Owa aktywistka - Zuzanna W. - z fejkowych kont dołącza do grup dotyczących bezpiecznej aborcji i podaje się za osobę oferującą pomoc. Pisze do dziewczyn potrzebujących aborcji i „przekonuje” je do zmiany decyzji (screeny w komentarzach). Co więcej, osobom, które naprawdę proponują pomoc, grozi prokuraturą i zgłasza je na policję.

Na jednej z takich grup pomocy szukała 17-latka. Odezwała się do niej Zuzanna próbując wpłynąć na jej decyzję. Gdy to nie podziałało, napisała do rodziców dziewczyny, informując o planach usunięcia niechcianej ciąży. Nastolatka jest pod stałą kontrolą rodziców, którzy zmusili ją do donoszenia ciąży pod groźbą wyrzucenia z domu i odcięcia środków do życia. W akcie desperacji dziewczyna podjęła kilkukrotnie próby samodzielnego usunięcia ciąży różnymi przedmiotami. Aktualnie jest w zaawansowanej ciąży.
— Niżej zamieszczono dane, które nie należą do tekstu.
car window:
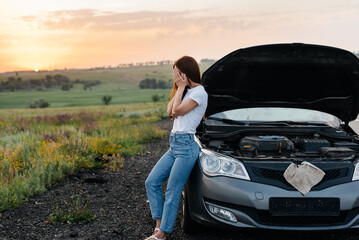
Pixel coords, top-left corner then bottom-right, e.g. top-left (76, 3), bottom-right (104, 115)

Ludzie w komentarzach (pic niżej) gratulują Zuzannie postawy, nikt jednak nie wspomina o ani o słabych rokowaniach, ani o złym stanie zdrowia, zarówno psychicznym, jak i fizycznym ciężarnej nastolatki. Sama Zuzanna chwali się tym, że to nie pierwsza taka jej akcja.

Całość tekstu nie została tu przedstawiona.